IBM Watson может произвести промышленную революцию
IBM"s Watson Could Shake Up The Enterprise
Commercialising Watson has clear and exciting implications for the enterprise, says IBM"s Craig Rhinehart
In February 2011, IBM"s supercomputer project Watson won a special series of the American gameshow Jeopardy, trouncing the two best ever human players.
Even though it signed off one show by guessing that Toronto was an American city, the ambitious supercomputer project demonstrated just how far, with a great deal of time and money, natural language processing (NLP) could go.
Watson was mocked on Twitter for the Toronto gaffe but, to place it in context - which is only right since we"re talking about NLP - the fact is that Watson was way ahead of its opponents and could not lose. And it knew it.

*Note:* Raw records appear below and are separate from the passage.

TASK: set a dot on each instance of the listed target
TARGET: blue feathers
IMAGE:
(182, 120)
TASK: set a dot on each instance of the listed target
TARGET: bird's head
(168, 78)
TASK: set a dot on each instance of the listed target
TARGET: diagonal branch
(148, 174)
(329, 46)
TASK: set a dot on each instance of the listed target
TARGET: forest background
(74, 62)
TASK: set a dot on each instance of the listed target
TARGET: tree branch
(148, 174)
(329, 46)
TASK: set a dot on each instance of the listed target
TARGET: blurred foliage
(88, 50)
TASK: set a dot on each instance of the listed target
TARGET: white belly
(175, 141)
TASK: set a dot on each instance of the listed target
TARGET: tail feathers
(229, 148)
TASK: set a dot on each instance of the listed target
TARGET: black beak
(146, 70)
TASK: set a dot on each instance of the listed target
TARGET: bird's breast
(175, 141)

IBM"s Craig Rhinehart, director of ECM product strategy, compliance and discovery says that the technology in Watson, "Deep Q&A" (question and answer), has immediate and obvious implications for the enterprise in a world, where data is growing at an enormous rate and reaching unwieldy, daunting proportions.

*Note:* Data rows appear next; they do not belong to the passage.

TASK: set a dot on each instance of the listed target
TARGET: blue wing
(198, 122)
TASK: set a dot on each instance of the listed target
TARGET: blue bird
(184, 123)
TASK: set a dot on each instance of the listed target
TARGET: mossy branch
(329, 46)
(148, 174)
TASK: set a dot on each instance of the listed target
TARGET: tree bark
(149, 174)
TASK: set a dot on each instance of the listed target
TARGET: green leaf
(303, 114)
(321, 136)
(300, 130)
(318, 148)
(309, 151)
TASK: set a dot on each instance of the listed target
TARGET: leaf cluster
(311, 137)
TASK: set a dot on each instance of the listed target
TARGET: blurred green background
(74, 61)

That data, for example, could be generated from innumerable contact points with customers - perhaps hours and hours of call centre conversations, written communications, email, website submissions and even Facebook.
This unstructured data - in human language, not computer language - represents about 80 percent of the data hoarded by the enterprise, according to Rhinehart.
And there is valuable information contained within that NLP can unlock, revealing trends and insights to be acted upon.
"There is a tremendous amount of innovation around this notion of unstructured information and we think of Watson as a moment in time, as a grand challenge breakthrough," he said.
Context is everything in natural language - Jeopardy is full of puns and wordplay and this fluid interaction between words is challenging for a computer that relies on precise instructions.
"Watson processes raw information, text and natural language so we can understand what"s in there. With Watson we then put that info into a knowledge base - for want of better word, not a knowledge base per se, but something that manages and stores unstructured info so it"s retrievable in the right context.
"Once you have this built up set of knowledge you can ask questions and get back answers with varying degrees of confidence."
Thirst for knowledge
Watson"s knowledge base for Jeopardy contained around 200 million pages of information, including the complete works of Shakespeare and Wikipedia. Hundreds of algorithms scour its knowledge base for possible answers.
Then, hundreds more algorithms search for supporting evidence and yet more algorithms score each answer based on the supporting evidence resulting in a confidence rating.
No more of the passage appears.